日本企業、東南アに傾注、駐在員数・投資額で対中国逆転、大国の成長、逃す危険も。

[ 2018年11月4日 / 日本経済新聞 朝刊 ]

 日本企業が東南アジアに重点を置く姿勢が鮮明になっている。海外駐在員の配置数や対外投資額は5年間で中国向けを逆転した。中国の人件費高騰を受けた製造業の移転や、内需に期待する消費財企業の東南アジア進出が相次ぐ。米中貿易戦争の影響で輸出拠点を移すケースも増えているが、東南アジアの人件費高騰や通貨安など地域集中にはリスクも伴う。

 東南アジアの経済規模は中国の2割程度。中国からのヒトとカネの移転は、世界第2の経済大国である中国の成長を取りこぼす懸念もある。

海外の本社設置

 外務省の海外在留邦人数調査によると、東南アジア諸国連合(ASEAN)の日本人駐在員は2017年に12年比32%増の8万3千人となった。一方、中国は同16%減の7万人となり、この5年間でASEANが中国を逆転した。ASEANは北米(5万5千人)と欧州(3万人)も上回り、海外で日本人が最も多く働く地域となった。

 中国は反日デモが激しくなった12年をピークに日本人駐在員数が減少に転じた。人件費の上昇や現地企業との競争激化で、中国事業を縮小する企業も相次ぐ。

 ニコンは17年に中国江蘇省のデジタルカメラ工場を閉鎖。自動車販売が苦戦していたスズキも今年9月に中国での生産撤退を決めた。中国で一時600店近くを展開していた婦人服大手のハニーズホールディングス(HD)はネット通販との競争で販売が低迷し、中国の小売りから撤退する。

 日本人駐在員が増えているのが東南アジアだ。タイが12年比33%増の3万3千人、シンガポールが28%増の1万3千人で続く。日本郵船と商船三井、川崎汽船がコンテナ船事業の統合会社をシンガポールに設立するなど、海外事業の本社機能を置く動きが出ている。

 米政府による中国製品への制裁関税を受け、輸出拠点の移転も相次ぐ。パナソニックはカーステレオなどの車載機器を中国からタイなどに移す。

 タイやマレーシアは人件費が上がっており、労働集約型産業は周辺国への進出が目立つ。とりわけ経済開放が進むミャンマーは1200人で約7倍に増えた。キリンホールディングスは15年に現地最大手のミャンマー・ブルワリーを買収した。

 人だけでなく投資も東南アジアに向かう。日本貿易振興機構(ジェトロ)によると日本のASEANへの直接投資は17年に220億ドル(約2兆5千億円)で12年比2倍に増えた。一方、中国は96億ドルで3割減った。製造業の設備投資だけでなく、今年6月にトヨタ自動車がシンガポールの配車サービス大手グラブに出資するなど、サービス分野の投資も増えてきた。

 対中投資の減少は日本だけではない。米国は17年に前年比18%減となり、韓国も同22%減った。
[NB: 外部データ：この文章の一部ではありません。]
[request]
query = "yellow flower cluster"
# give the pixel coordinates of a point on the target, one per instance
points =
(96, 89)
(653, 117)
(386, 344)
 国際決済銀行(BIS)の国際与信統計を見ても資金のASEANシフトは鮮明だ。邦銀による海外向けの与信額はインドネシア、マレーシア、タイ、ベトナム、フィリピンの主要5カ国で18年3月末に851億ドルとなり、5年前に比べ45%増加した。中国は7%減の307億ドルだった。

市場規模では差

 ただ、東南アジアと中国との経済規模の差は大きい。17年の名目国内総生産(GDP)は中国が12兆ドルだったのに対し、ASEANは4分の1以下の2兆7千億ドルだった。22年には中国が20兆ドル、ASEANが4兆ドルと差が広がる。

 また東南アジアは軍部のクーデターがたびたび起こるタイなどの政治リスク、通貨安に伴う投資収益の減少など為替リスクもある。ジェトロの小栗道明上海事務所長は「市場のポテンシャルをみて投資先を決めるべきだ」と指摘する。